Lowry, 211 F.3d at 464. See also
Mullen v. Heinkel Filtering Systems, Inc., No. C12-2084, 2013 WL 4766785, *4 (N.D.
Iowa Sept. 4, 2013) (unpublished) (denying motion to extend expert disclosure deadline
when it was missed through oversight by counsel).
Finally, although the Iowa
whistleblower statute has not resulted in a large number of reported decisions, the court
notes there are seven reported state court cases citing the statute, and four reported federal
cases in the Northern District of Iowa citing the statute, including one litigated by
plaintiff’s law firm. See Cook v. City of Elkader, No. C03-1029, 2005 WL 151937, at
*1 (N.D. Iowa Jan. 21, 2005).
Finally, the court finds plaintiff’s counsel acted in good faith and “not in an
attempt to delay the process or escape the requirements of the rule.”
Larson v. Farmers
Cooperative Elevator of Buffalo Center, Iowa, 58 F. Supp. 2d 1013, 1017 (N.D. Iowa
1999). This is not a case where plaintiff was attempting to lie in wait and amend the
complaint at the last minute to gain advantage. The court accepts plaintiff’s counsels’

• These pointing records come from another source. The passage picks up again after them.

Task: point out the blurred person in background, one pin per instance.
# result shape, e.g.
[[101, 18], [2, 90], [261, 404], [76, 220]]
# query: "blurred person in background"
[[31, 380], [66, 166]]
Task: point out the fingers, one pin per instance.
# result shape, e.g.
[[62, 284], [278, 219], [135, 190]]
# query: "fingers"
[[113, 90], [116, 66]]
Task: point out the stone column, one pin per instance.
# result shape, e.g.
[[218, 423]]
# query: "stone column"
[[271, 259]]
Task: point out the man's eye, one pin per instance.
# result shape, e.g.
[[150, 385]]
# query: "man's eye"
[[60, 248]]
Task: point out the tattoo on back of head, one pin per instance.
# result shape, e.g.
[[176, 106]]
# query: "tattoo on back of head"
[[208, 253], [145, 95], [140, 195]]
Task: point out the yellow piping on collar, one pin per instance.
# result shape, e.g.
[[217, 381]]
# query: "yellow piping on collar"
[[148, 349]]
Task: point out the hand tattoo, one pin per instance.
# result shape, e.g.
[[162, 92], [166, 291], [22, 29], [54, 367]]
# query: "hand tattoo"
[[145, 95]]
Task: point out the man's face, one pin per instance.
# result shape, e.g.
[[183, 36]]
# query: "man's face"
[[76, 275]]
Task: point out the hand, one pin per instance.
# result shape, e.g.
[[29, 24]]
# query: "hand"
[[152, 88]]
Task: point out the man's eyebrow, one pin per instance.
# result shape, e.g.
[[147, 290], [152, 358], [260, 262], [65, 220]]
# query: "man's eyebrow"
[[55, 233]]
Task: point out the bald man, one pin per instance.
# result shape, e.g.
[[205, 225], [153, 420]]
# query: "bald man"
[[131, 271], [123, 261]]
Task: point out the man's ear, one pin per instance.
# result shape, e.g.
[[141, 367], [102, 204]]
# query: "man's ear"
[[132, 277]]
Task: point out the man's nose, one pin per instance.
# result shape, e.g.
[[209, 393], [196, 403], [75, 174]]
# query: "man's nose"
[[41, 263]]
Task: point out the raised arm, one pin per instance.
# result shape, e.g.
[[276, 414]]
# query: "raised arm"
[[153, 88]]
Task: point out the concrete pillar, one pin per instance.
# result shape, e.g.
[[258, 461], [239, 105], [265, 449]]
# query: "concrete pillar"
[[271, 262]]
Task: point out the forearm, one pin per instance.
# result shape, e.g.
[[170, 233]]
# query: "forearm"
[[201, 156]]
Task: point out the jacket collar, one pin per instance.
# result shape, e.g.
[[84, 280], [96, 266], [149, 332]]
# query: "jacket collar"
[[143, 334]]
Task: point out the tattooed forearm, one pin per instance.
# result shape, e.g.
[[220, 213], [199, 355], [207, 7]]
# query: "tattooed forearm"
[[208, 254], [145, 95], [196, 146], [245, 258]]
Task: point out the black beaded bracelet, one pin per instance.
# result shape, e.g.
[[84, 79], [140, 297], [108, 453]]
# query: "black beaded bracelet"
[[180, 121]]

explanation that they just happened upon the statute.
The court finds no good cause for plaintiff’s failure to move to amend the
complaint until more than a year after the deadline for doing so.
See, e.g., Afshar, 310
F.R.D. at 411 (finding plaintiff “failed to demonstrate good cause to allow an amendment
to her complaint more than four months after the scheduling order deadline).
Alternatively, the court finds plaintiff has failed to show excusable neglect for moving to
modify a deadline after it has passed.
For the reasons set forth herein, plaintiff’s Application to Amend Complaint (Doc.
33) is denied to the extent plaintiff seeks to add a claim of breach of contract.
IT IS SO ORDERED this 13th day of May, 2016.